Question

What does `sin(arccos(4))-cot(arccos(1))` equal?

Answer 1

This expression cannot be calculated. See explanation.

Explanation:

The trigonimetric functions `sin` and `cos` have range `<-1;1>`, so there are NO values of `x` for which `cosx=4`, so `arccos(4)` is NOT defined.

Answer 2

This is undefined on two distinct counts:

(1) If dealing with Real valued functions, then `4` is not in the range of `cos(x)`, so `arccos(4)` is undefined.
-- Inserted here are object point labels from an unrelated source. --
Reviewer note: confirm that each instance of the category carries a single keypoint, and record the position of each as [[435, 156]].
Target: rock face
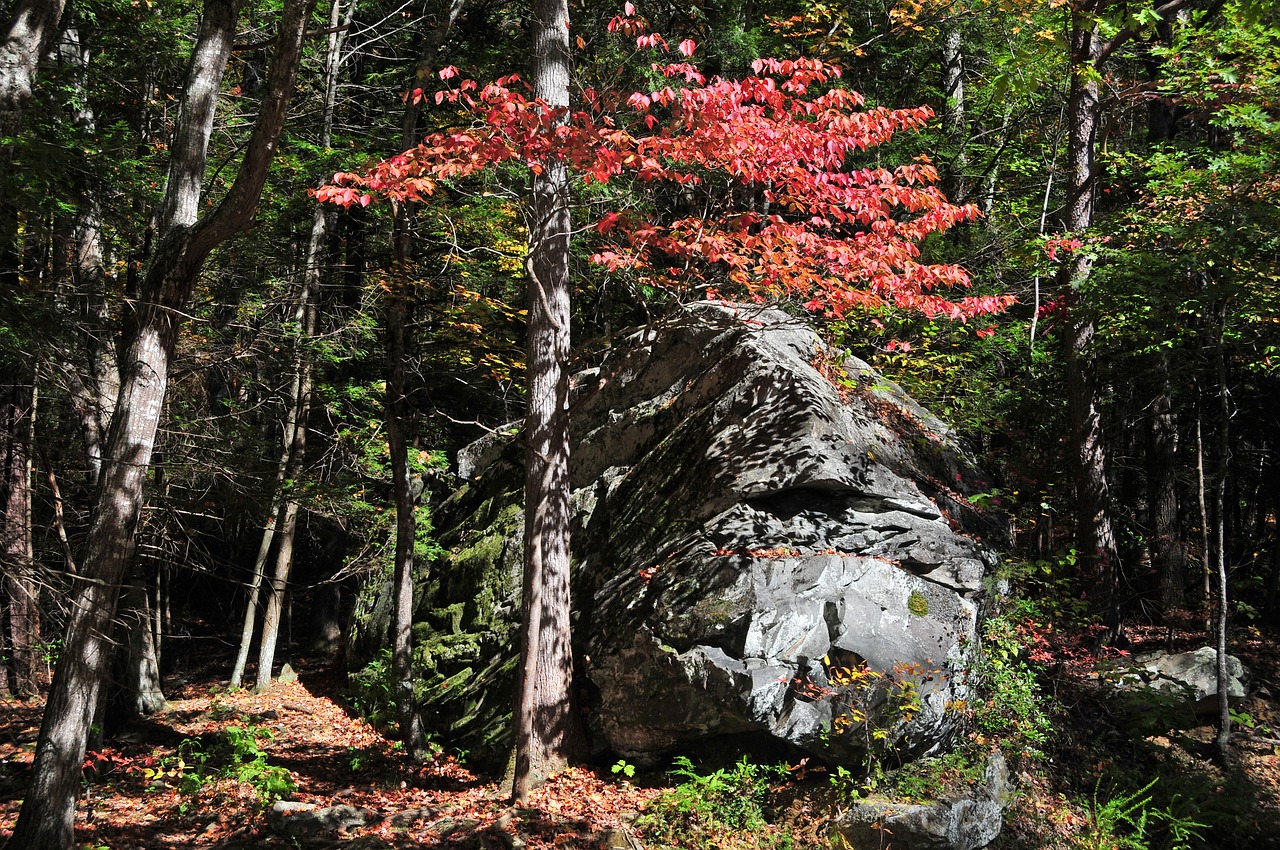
[[755, 516], [959, 823], [1192, 675]]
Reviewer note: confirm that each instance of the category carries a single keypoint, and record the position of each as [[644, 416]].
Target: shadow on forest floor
[[144, 793]]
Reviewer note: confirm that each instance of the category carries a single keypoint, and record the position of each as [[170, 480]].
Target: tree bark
[[1166, 549], [137, 666], [49, 807], [397, 387], [31, 31], [1095, 530], [1223, 740], [300, 411], [544, 718], [17, 419], [954, 113]]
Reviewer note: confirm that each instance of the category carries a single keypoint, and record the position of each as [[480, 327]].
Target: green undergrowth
[[234, 753], [725, 808]]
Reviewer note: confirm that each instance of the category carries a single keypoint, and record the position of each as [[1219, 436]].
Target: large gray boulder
[[755, 516]]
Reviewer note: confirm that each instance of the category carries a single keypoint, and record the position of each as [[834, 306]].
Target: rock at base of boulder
[[1193, 673], [960, 823], [306, 818]]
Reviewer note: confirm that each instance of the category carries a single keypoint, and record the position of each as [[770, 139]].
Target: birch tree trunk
[[49, 808], [544, 718], [32, 27]]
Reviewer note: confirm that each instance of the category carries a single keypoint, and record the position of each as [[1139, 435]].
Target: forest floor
[[182, 780]]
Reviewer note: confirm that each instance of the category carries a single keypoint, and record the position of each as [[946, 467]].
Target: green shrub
[[714, 808], [1010, 709], [234, 754]]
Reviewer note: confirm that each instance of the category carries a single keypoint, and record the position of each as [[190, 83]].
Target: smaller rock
[[1193, 673], [306, 818], [410, 817], [960, 823]]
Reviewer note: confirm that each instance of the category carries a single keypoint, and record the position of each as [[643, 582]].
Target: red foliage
[[837, 237]]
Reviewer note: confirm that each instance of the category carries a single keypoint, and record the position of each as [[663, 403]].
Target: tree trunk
[[49, 807], [255, 583], [544, 718], [301, 361], [1166, 549], [137, 667], [1201, 487], [17, 417], [275, 592], [31, 31], [1096, 535], [954, 110], [1223, 740], [397, 438]]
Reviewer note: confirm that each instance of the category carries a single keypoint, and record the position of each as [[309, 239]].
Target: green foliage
[[1011, 711], [1121, 822], [704, 808], [373, 690], [929, 778], [234, 753]]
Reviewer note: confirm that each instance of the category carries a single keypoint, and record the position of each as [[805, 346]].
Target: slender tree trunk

(2) `cot(arccos(1))` is always undefined.

Explanation:

As a Real valued function of Reals, the range of the function `cos(x)` is `[-1, 1]`, so `arccos(4)` is undefined.

But...

Note that `e^(i theta) = cos theta + i sin theta`

Hence:

`cos theta = (e^(i theta) + e^(-i theta))/2`

`sin theta = (e^(i theta) - e^(-i theta))/(2i)`

This yields definitions for `cos z` and `sin z` for Complex values of `z` using the formulae:

`cos z = (e^(iz) + e^(-iz))/2`

`sin z = (e^(iz) - e^(-iz))/(2i)`

With these definitions, we find that the Pythagorean identity still holds:

`cos^2 z + sin^2 z = 1" "` for all `z in CC`

Hence:

`sin(arccos(4)) = sqrt(1-4^2) = sqrt(-15) = sqrt(15)i`

How about `cot(arccos(1))` ?

Here we still get an undefined value since:

`arccos(1) = 0` and `cot(0) = cos(0)/sin(0) = 1/0` which is undefined.